Page 52 of Catch the Sun

When I awoke hours later, Max was gone, but the book was left open on my desk to a specific page. An orange Post-it note was stuck underneath a sentence, underlining the quote:

“I felt my lungs inflate with the onrush of scenery—air, mountains, trees, people. I thought, ‘This is what it is to be happy.’”

The gesture made me smile. It also made me wonder how long it took for him to find a quote he found worthy enough to highlight and leave out for me.

It had to have taken some time.

It had to have taken effort.

Max waltzes beside me now, his posture looser, arms swinging at his sides as he glances at me every few seconds while we wind in and out of distracted students.

The little smile still pulls at my lips like my favorite bookmark saving my place in a chapter I’m eager to get back to. “I didn’t mind the visits,” I admit. “Thanks for keeping me company.”

He nods. “You can return the favor by keeping me company at lunch out by the willow tree.”

The stubborn loner inside me itches to turn him down. Run away. Lock myself in a restroom stall and force down my dry turkey sandwich while I wait for the bell to ring. It’s comfortable and safe. The notion is like a knobby finger poking at my side, over and over, until it’s all I can feel.

Run.

But then Max slides his arm through mine, linking them together and tugging me closer as we move through the hallway.

He looks down at me, his expression soft. Eyes warm.

And suddenly…that becomes all I can feel.

***

I’m catching up on readingMonsterwhile I wait for Max at the clearing after school. There’s a passage toward the beginning of the book that has stayed with me since I read it:

“You need to predict without predicting.”

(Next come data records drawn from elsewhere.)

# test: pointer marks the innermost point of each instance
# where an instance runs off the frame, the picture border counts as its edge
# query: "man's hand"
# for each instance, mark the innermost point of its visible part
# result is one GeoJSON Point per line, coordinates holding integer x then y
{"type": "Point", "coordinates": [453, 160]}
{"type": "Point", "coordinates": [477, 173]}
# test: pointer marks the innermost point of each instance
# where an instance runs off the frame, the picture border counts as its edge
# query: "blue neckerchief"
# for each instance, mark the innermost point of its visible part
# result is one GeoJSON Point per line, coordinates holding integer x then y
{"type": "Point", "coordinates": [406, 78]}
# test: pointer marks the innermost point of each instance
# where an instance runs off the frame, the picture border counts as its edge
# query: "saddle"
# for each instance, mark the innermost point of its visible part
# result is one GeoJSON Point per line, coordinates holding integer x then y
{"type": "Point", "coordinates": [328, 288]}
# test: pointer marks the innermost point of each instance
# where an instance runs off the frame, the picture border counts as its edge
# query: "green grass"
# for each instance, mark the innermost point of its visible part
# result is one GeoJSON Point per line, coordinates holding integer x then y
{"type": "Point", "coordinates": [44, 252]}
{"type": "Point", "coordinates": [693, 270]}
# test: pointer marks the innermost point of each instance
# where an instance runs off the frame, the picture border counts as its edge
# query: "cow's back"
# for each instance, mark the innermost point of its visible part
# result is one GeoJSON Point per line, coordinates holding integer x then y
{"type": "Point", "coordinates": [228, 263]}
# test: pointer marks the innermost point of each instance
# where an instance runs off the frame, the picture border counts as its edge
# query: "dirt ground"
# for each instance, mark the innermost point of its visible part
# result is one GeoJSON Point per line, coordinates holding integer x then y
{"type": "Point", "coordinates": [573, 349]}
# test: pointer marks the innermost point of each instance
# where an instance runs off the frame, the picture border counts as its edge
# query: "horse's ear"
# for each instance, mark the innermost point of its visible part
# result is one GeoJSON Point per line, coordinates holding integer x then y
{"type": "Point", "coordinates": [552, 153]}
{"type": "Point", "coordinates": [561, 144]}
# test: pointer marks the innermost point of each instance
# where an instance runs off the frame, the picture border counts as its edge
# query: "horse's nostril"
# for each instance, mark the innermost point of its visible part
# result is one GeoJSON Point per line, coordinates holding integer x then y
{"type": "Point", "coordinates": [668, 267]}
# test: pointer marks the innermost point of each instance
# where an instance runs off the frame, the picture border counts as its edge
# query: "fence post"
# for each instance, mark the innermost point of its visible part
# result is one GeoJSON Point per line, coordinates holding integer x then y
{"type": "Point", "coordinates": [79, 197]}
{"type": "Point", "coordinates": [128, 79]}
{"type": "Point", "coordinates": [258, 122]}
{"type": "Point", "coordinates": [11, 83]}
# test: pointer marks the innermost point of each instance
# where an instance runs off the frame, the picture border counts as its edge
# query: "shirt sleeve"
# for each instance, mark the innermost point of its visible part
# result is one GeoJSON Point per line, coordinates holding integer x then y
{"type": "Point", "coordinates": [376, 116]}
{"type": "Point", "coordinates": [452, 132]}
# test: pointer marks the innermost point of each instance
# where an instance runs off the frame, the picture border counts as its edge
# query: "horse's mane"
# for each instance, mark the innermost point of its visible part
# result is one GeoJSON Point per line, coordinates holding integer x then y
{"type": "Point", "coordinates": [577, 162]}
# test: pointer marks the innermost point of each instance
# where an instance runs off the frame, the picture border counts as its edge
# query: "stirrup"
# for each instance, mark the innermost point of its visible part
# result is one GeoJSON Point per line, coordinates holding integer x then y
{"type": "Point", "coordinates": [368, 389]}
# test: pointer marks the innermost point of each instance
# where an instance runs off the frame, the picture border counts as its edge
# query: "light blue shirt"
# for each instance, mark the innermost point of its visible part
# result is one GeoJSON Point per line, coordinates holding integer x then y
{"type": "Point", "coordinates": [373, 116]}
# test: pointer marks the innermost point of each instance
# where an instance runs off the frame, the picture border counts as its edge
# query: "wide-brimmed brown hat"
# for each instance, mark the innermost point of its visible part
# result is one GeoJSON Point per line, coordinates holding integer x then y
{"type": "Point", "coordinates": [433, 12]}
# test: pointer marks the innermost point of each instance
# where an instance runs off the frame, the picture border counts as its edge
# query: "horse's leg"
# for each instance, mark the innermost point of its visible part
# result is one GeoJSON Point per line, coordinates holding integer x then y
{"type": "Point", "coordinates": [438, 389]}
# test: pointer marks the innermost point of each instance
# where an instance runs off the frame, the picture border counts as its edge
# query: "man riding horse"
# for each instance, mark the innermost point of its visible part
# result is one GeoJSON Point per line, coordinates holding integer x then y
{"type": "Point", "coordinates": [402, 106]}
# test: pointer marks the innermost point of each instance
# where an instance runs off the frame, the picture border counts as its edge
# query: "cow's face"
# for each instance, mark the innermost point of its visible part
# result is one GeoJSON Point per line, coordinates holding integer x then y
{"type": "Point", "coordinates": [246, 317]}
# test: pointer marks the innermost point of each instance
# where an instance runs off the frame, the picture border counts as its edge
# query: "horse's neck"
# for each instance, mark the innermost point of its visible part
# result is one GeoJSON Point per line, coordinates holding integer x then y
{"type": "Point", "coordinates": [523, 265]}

It was in reference to the ending of a film. If you write your movie too predictably, the viewers will make up their minds before it’s even over.

In a way, our lives are like a movie and the viewers are the people we surround ourselves with. Something tells me my movie is pretty damn predictable.

Sad girl is sad.

Sad girl moves to a new town where everyone hates her.

Sad girl succumbs to the torment and leads a sad, unremarkable life.

The end.

Perhaps my surrender when Andy threw me in the lake was a reckless attempt at a plot twist. Everyone predicted that I’d pop back up from the water and make my way to the dock. They thought I’d shake myself off and shout obscenities into the setting sun with a heaving chest and balled-up fists, and my miserable existence would carry on accordingly.

But I didn’t do any of that.

I sank.

I surprised everybody by letting myself drown.

Take that, predictability.

After all, predictability is nothing but a thief of thrill.

As I pull my feet up onto the hand-carved bench, I watch the sun splash stripes of pale light across the clearing while tree branches create dancing shadows along the patches of grass and dirt. Footsteps rustle from a few feet away, the sound of boots against crunchy sticks pulling my chin up.

Max appears at the opening seconds later, and I curse my heart for whatever the hell it just did. Some kind of weird leaping thing.